Cultured Meat 101: The Next Generation of Food

Investors are injecting the cellular agriculture market with billions of dollars and making big bets on the future of cultured foods—otherwise known as cell-based, or lab-grown foods.

With more countries now evaluating the regulation of these products, could this be the year consumers embrace cultured meat products with open arms?

To answer your burning questions about investing in this nascent space, here’s everything you need to know from our sponsor CULT Food Science.

What is Cultured Meat?

Cultured meat is genuine animal meat that is produced by cultivating animal cells in a controlled environment—eliminating the need to farm animals for food. Here is a step-by-step guide showing how cultured meat (also known as clean meat) is made:

Step 1:
Tissue is taken from the animal, for the purpose of extracting stem cells and creating cell lines.

Step 2:
The extracted stem cell lines are cultivated in a nutrient-rich environment, mimicking in-animal tissue growth and producing muscle fibers inside a bioreactor.

Step 3:
The muscle fibers are processed and mixed with additional fats and ingredients to assemble the finished meat product.

Because cultured meat is made of the same cell types and structure found in animal tissue, the sensory and nutritional profiles are like-for-like.

What are the Benefits?

The benefits of cultured meat are three-pronged, in that there are a wide range of benefits for the planet, for people, and for animals that include:

  • Reduces land use by up to 95%.
  • Reduces the impacts of global warming by up to 92% when produced with renewable energy.
  • Leads to less chance of contamination.
  • Requires no hormones.
  • Requires no antibiotics.
  • Reduces spread of zoonotic disease.
  • Removes livestock almost entirely from the production process.

As cultured meat products enter the mainstream, additional benefits such as affordability can be added to this list. According to experts, buying cultured meat may one day be cheaper than buying conventional meat products.

How Big is the Market?

While consumer awareness of cultured food products is currently low, acceptance is growing across the globe. In fact, almost one-third of UK consumers are willing to try cultured meat because of its less intensive impact on the environment compared to conventional meat.
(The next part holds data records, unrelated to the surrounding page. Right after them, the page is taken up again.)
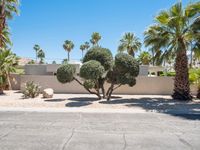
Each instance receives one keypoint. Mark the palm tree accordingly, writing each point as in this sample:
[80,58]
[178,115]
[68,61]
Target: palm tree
[7,8]
[82,48]
[41,56]
[144,58]
[8,61]
[36,48]
[87,45]
[95,38]
[68,46]
[172,33]
[129,43]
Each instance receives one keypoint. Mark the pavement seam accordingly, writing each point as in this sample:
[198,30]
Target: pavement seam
[125,144]
[183,141]
[68,140]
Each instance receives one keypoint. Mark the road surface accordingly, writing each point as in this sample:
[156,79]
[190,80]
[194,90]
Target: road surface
[97,131]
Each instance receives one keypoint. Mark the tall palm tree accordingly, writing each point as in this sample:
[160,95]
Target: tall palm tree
[68,46]
[36,48]
[172,33]
[8,61]
[82,48]
[41,56]
[129,43]
[95,38]
[7,8]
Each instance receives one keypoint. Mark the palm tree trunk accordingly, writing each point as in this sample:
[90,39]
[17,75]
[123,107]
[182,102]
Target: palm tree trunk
[2,21]
[191,56]
[68,56]
[181,81]
[9,82]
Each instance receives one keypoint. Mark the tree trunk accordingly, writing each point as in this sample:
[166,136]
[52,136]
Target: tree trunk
[8,80]
[198,93]
[1,91]
[2,21]
[181,81]
[68,56]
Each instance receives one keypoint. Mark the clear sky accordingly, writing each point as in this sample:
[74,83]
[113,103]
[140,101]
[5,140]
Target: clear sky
[50,22]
Depending on factors such as strong consumer demand, price parity, and innovation in cellular agriculture, the cultured meat market could explode within the next decade and be worth $25 billion by 2030 according to McKinsey.

Interestingly, the success of the cultured meat market will also bleed into other adjacent industries such as dairy, eggs, seafood, chocolate, and honey.

Is the Market Regulated?

While we are merely in the early chapters of the cultured meat story, many countries are already spearheading the movement.

RegionStatus
🇸🇬
Singapore
Singapore became the first country in the world to approve the sale of a cultivated meat product in 2020.
🇪🇺
Europe
When produced without genetic modification, cultured meat is regulated under the novel foods regulation in the EU, and more funding is being encouraged as a result.
🇶🇦
Qatar
Qatar will likely follow in Singapore’s path and become the next nation to sell cultured meat products.
🇯🇵
Japan
The government in Japan is developing a regulatory framework for cultured meat to help grow consumer acceptance.
🇮🇱
Israel
With plans to become the cultured meat and alternative protein powerhouse, Israel opened the world’s first “slaughter-free” meat factory in 2021.
🇺🇸
United States
The FDA and the USDA have agreed to jointly regulate cultured meat. Further clarity on next steps is expected this year.

As cultured food products continue to edge their way into grocery stores, more regulatory approval pathways will become clear.

How Big is the Investment Opportunity?

Capital flow into the cultured meat industry has shot up in recent years and shows no signs of slowing down.

According to Pitchbook, $366 million worth of investment was pumped into the market in 2020. Fast forward to 2021, and that figure jumps to $1 billion according to other sources—however it must be noted that this figure is merely an estimate.

Investments are coming from major companies such as Cargill, Mitsubishi, and Tyson. While celebrities such as Bill Gates and Richard Branson are also putting their money where their mouth is and fueling the growth of the industry.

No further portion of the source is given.